Circa due ore dopo, Sandy si ritrovò davanti allo sportello aperto della navetta con indosso il pesante giaccone e gli stivali da neve. Si toccò la tasca dove aveva riposto la fotografia di sua madre, ma Polly non era certo in vena di sentimentalismi. — Datti una mossa, Mingherlino! — lo spronò, dandogli una leggera spinta.

Sandy si mosse. Mentre usciva si aggrappò alla ringhiera della scaletta. Il dislivello dallo sportello della navetta al suolo era di soli tre o quattro metri, ma nonostante la debole gravità terrestre avrebbe potuto comunque farsi male se si fosse lasciato cadere. Una volta a terra si incamminò verso il retro della navetta, sentendo una leggera zaffata di alcol proveniente dai propulsori. Si orientò, stabilendo la direzione in cui avrebbe dovuto trovarsi la strada più vicina, quindi iniziò a incamminarsi attraverso il fango e la pioggia.
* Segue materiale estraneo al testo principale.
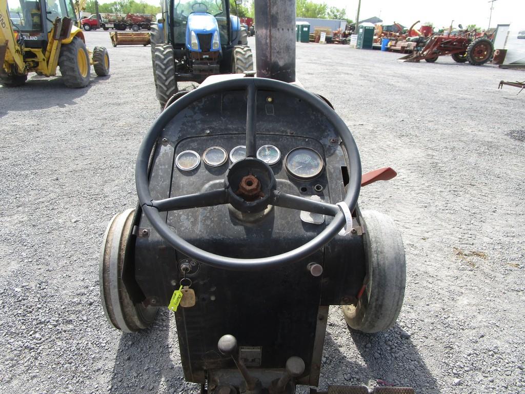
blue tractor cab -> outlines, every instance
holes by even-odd
[[[225,0],[164,0],[151,28],[157,98],[163,108],[177,82],[253,70],[247,32]]]

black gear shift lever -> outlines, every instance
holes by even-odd
[[[219,339],[217,347],[219,351],[225,356],[229,356],[233,359],[237,369],[244,378],[246,382],[246,388],[248,391],[257,392],[261,387],[260,381],[257,378],[251,376],[242,361],[239,358],[237,351],[237,339],[233,335],[223,335]]]
[[[300,357],[293,356],[286,360],[286,372],[279,379],[271,382],[270,392],[271,394],[281,394],[287,392],[286,386],[292,379],[298,378],[304,372],[304,361]],[[289,392],[290,390],[288,390]],[[293,392],[293,390],[291,391]]]

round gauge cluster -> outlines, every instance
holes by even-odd
[[[257,150],[257,159],[268,165],[273,165],[281,160],[281,151],[273,145],[263,145]]]
[[[228,153],[220,147],[212,147],[204,151],[202,159],[209,167],[218,167],[226,162]]]
[[[229,152],[232,163],[236,163],[246,157],[246,147],[239,145]],[[257,150],[257,159],[268,165],[275,165],[280,161],[281,151],[274,145],[263,145]],[[220,147],[211,147],[202,155],[204,163],[210,167],[218,167],[228,161],[228,152]],[[195,151],[185,150],[175,160],[177,168],[189,171],[201,164],[201,156]],[[300,147],[292,149],[285,158],[285,168],[292,177],[299,179],[312,179],[323,170],[323,159],[317,152],[310,148]]]
[[[314,178],[323,170],[323,159],[309,148],[292,149],[285,158],[286,169],[292,175],[301,179]]]

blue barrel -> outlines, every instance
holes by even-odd
[[[381,40],[381,50],[386,52],[388,50],[388,43],[390,39],[388,38],[383,38]]]

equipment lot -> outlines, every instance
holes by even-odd
[[[33,74],[0,87],[0,391],[198,392],[184,381],[167,309],[133,335],[103,316],[101,240],[136,203],[135,159],[159,105],[149,47],[85,34],[88,47],[108,48],[109,77],[92,71],[70,89]],[[364,188],[360,204],[396,221],[408,269],[386,333],[352,333],[331,309],[320,387],[381,379],[417,393],[523,392],[525,94],[497,86],[525,74],[398,57],[297,45],[299,79],[348,125],[363,172],[398,172]]]

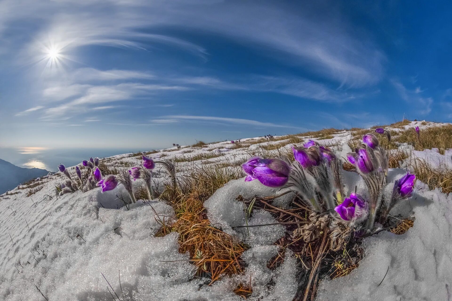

La situazione non era come avrebbe dovuto essere.

Vi era qualcosa di decisamente sbagliato rispetto ai piani originali della missione. Del resto, non vi potevano essere dubbi sul fatto che la regione della Terra sulla quale erano atterrati fosse effettivamente l’Alaska; il dato era stato confermato dagli strumenti di navigazione della navetta. Ma allora perché il paesaggio non era quello previsto? L’Alaska, assieme a tutto il resto del pianeta, era stata osservata e studiata a fondo dagli esperti hakh’hli nel corso della loro prima visita a quel sistema solare. Secondo i risultati di quegli studi doveva trattarsi di una regione fondamentalmente fredda, a parte forse nel corso di un brevissimo periodo estivo o in certi punti particolarmente bassi. Gli studiosi hakh’hli avevano garantito loro che vi sarebbe stata “neve”, ma se una cosa del genere esisteva sulla Terra — e le migliaia di programmi televisivi ai quali avevano assistito sembravano testimoniare che fosse effettivamente così — non si trovava certamente in quel luogo.

In quel luogo infatti non vi era altro che un mare di fango, una temperatura abbastanza elevata da far sudare copiosamente Sandy nei suoi pesanti abiti e una tempesta terribile, accecante e spaventosa.

Una tempesta del genere non poteva essere una cosa di tutti i giorni, si disse Sandy. Nella sua ansiosa ricerca della strada, fu costretto a scavalcare e ad aggirare decine di alberi sradicati; si trattava di alberi enormi, lunghi anche fino a 30 metri dalla cima alle radici incrostate di terra che veniva lavata via costantemente dalla forte pioggia. I crateri lasciati dagli alberi sradicati sembravano essere freschi.